Sprint executives have said previously the carrier will explore all possibilities for a deal, and it seems that’s exactly what they’re doing.
Though the market has been abuzz lately with talk of a potential Sprint hookup with fellow U.S. wireless carrier T-Mobile, the Wall Street Journal reported Monday Sprint is also in deal talks with cable companies Charter Communications and Comcast. The discussions were described as “exclusive” for a two-month period, which means alternative efforts with T-Mobile have been put on a temporary hold.
The news was also published by Reuters in its own report.
According to the WSJ report, the conversation is focused on coming to an agreement for the cable companies to offer wireless services on Sprint’s network. Both Charter and Comcast currently have MVNO deals with Sprint’s rival, Verizon, and the cable pair recently agreed to work together on wireless efforts. Another possibility is that the cable players could take an equity stake in Sprint, helping the wireless carrier with network investments, the WSJ article noted.
The news sent Sprint shares on the rise by 3.8 percent in pre-market trading Tuesday morning, while T-Mobile stocks took a nearly 4.5 percent dive.
BTIG analyst Walter Piecyk noted Tuesday that a cable play in wireless makes sense to help the former mitigate threats to its hold on the video and broadband segments.

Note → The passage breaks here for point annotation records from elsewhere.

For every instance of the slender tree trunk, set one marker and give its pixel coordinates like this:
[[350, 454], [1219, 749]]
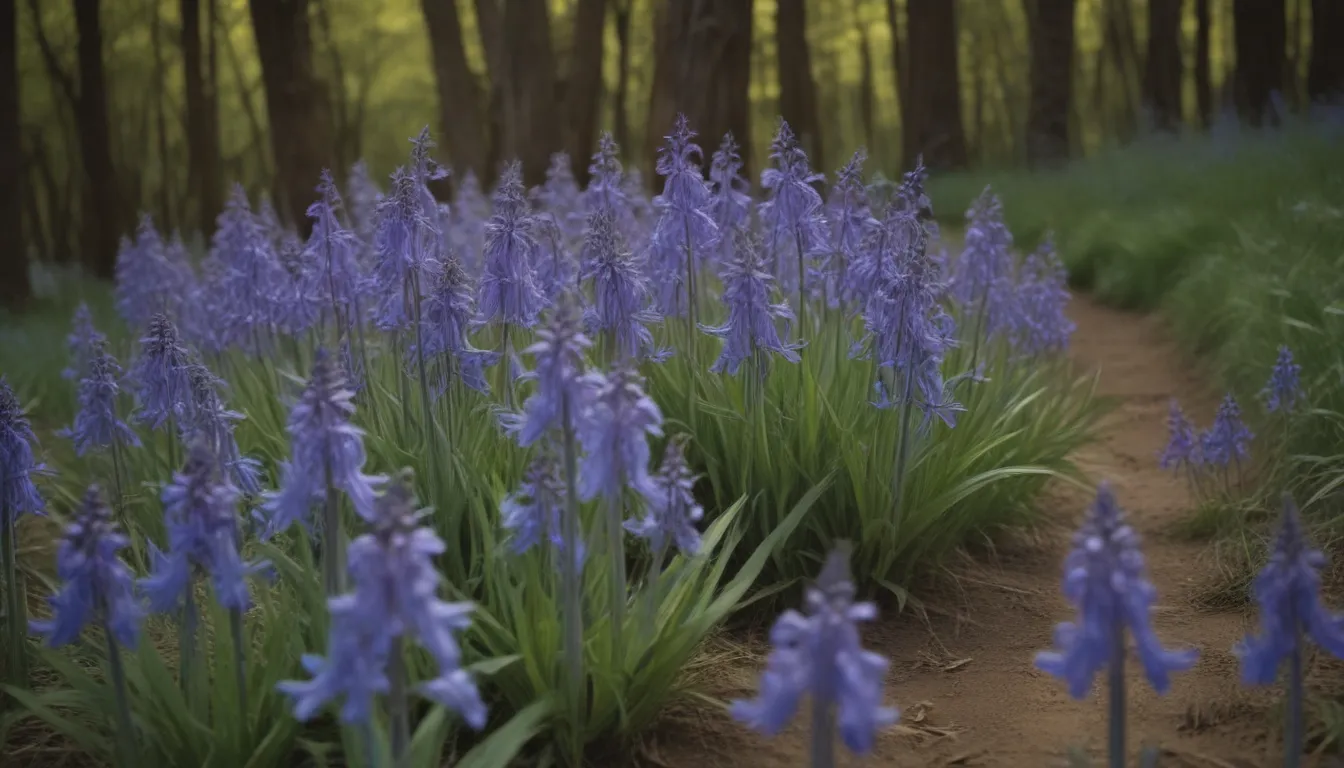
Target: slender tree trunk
[[702, 67], [1261, 31], [460, 109], [1325, 70], [531, 132], [14, 258], [585, 85], [937, 132], [621, 128], [797, 88], [1203, 66], [1051, 28], [1163, 70], [296, 105], [102, 211]]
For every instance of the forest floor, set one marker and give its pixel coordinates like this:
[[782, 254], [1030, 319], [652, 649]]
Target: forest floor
[[964, 678]]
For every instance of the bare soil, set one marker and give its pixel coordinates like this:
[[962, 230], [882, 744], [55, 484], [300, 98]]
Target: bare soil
[[964, 679]]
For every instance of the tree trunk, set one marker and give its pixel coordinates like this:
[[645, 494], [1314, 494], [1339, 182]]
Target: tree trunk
[[585, 86], [14, 258], [1163, 70], [797, 88], [1203, 67], [702, 67], [621, 128], [460, 110], [934, 89], [531, 132], [1325, 70], [1051, 27], [1261, 31], [296, 105], [102, 207]]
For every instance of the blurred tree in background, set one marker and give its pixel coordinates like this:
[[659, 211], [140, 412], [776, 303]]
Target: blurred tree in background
[[157, 105]]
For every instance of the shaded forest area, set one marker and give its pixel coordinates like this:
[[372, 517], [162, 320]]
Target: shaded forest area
[[116, 106]]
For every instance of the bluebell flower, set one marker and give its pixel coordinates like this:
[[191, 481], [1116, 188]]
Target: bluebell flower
[[671, 507], [18, 464], [532, 513], [620, 291], [793, 214], [1182, 443], [1288, 592], [508, 287], [1229, 439], [394, 597], [327, 452], [97, 587], [160, 374], [81, 342], [730, 206], [1105, 580], [750, 326], [819, 654], [614, 433], [561, 385], [851, 221], [1284, 390], [97, 424], [1036, 322], [448, 314], [200, 513], [684, 232]]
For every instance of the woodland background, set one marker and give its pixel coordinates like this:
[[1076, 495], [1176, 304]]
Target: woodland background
[[114, 106]]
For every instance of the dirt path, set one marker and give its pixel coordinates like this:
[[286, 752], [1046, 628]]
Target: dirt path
[[968, 692]]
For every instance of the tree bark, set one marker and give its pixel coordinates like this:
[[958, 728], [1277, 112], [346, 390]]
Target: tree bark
[[702, 67], [934, 89], [14, 258], [528, 89], [296, 105], [583, 93], [1163, 70], [1325, 70], [102, 214], [797, 88], [621, 128], [1261, 31], [1051, 28], [1203, 67], [461, 114]]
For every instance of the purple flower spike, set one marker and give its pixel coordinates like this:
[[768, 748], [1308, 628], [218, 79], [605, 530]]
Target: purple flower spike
[[200, 510], [18, 464], [819, 654], [327, 452], [1227, 440], [672, 510], [394, 597], [1284, 390], [614, 433], [751, 315], [448, 314], [1182, 444], [559, 354], [97, 585], [620, 291], [1104, 579], [508, 288], [97, 424], [1289, 596], [81, 342]]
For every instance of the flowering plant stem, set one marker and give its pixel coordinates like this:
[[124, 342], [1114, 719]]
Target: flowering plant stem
[[1117, 697], [571, 591]]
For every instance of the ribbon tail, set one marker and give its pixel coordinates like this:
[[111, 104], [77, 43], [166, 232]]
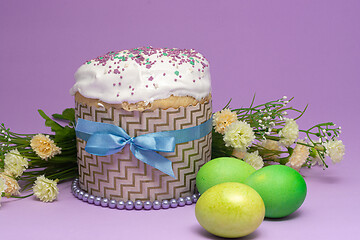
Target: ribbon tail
[[153, 159]]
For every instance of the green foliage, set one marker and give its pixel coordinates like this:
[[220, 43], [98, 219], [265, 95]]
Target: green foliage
[[218, 148]]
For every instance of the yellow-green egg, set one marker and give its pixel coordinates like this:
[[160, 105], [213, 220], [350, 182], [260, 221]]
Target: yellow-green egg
[[221, 170], [282, 189]]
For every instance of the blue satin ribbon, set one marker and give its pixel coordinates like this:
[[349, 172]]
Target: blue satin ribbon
[[105, 139]]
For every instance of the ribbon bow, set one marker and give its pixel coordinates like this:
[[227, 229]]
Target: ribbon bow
[[105, 139]]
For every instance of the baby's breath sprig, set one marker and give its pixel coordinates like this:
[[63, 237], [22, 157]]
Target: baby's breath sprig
[[52, 155], [275, 133]]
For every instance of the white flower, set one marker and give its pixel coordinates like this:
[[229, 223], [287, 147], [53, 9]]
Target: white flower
[[2, 187], [45, 189], [15, 164], [289, 133], [239, 135], [254, 160], [299, 156], [44, 147], [335, 149]]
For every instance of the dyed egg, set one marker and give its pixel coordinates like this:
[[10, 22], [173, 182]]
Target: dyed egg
[[221, 170], [282, 188], [230, 210]]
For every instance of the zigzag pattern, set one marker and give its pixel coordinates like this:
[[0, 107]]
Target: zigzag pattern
[[123, 177]]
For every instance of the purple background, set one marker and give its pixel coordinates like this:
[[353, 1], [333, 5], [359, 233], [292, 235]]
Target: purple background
[[308, 49]]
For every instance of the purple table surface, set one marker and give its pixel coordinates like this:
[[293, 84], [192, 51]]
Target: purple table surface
[[309, 49]]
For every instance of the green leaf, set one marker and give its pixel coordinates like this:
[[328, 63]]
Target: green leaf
[[67, 114], [218, 146]]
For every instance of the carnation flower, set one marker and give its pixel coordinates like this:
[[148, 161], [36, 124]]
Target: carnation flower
[[222, 119], [45, 189], [15, 164], [270, 145], [289, 133], [2, 187], [239, 135], [12, 186], [44, 147], [254, 160], [335, 149], [299, 156]]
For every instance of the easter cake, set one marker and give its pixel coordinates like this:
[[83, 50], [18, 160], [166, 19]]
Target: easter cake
[[143, 91]]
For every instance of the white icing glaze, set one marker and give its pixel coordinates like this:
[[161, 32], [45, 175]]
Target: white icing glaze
[[144, 74]]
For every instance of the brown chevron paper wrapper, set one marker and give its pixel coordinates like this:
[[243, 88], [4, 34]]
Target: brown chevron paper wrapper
[[121, 176]]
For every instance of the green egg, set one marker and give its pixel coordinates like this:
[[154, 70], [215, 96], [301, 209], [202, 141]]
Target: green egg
[[221, 170], [282, 189]]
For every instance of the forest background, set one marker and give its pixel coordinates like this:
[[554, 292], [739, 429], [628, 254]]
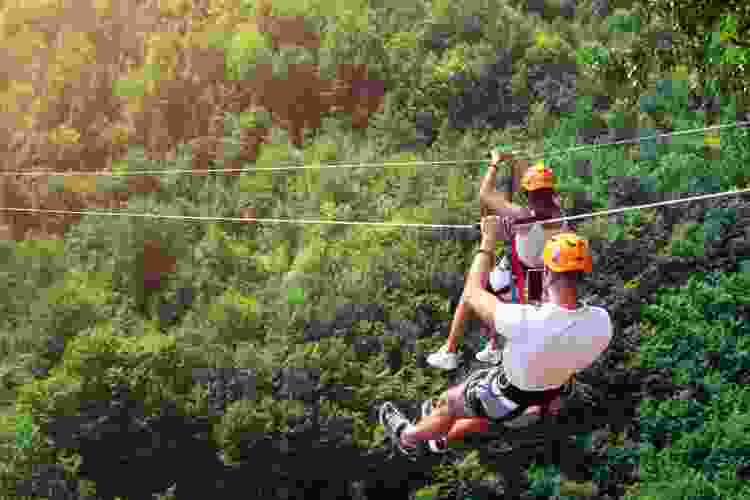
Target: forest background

“We believe the continued improvement in LTE’s capabilities through network densification and carrier aggregation poses a threat not only to the cable industry’s video business, but also to broadband,” Piecyk wrote. “More importantly, wireless data offers a huge incremental revenue opportunity for the cable industry that would leverage their existing fiber investments and re-position these companies to address the changing habits of their customers.”
But the deal could also offer benefits to Sprint, mainly by providing a fiber footprint to expand the carrier’s small cell deployments. An MVNO deal with cable operators could also boost Sprint’s economic position in separate deal talks with T-Mobile and parent company Deutsche Telekom, he added.
Wells Fargo Senior Analyst Jennifer Fritzsche noted Sprint has a history with the cable industry – the latter were original equity holders in Sprint PCS, she said.
But Piecyk indicated that doesn’t mean cable necessarily has to team up with a current carrier to play in wireless. The cost of wireless networks is largely tied to fiber deployments – and with their existing footprints, Charter and Comcast could just build their own if they really want to.
“In fact, Charter already provides backhaul to 25,000 cell sites. We believe cable operators in the United States are well positioned to leverage their fiber investments beyond simply providing backhaul to the wireless industry, but also by attaching wireless access points across those fiber miles for their own use,” Piecyk noted earlier this month. “We previously sized the cost to Comcast to overlay a wireless network on their footprint at less than $2 billion.”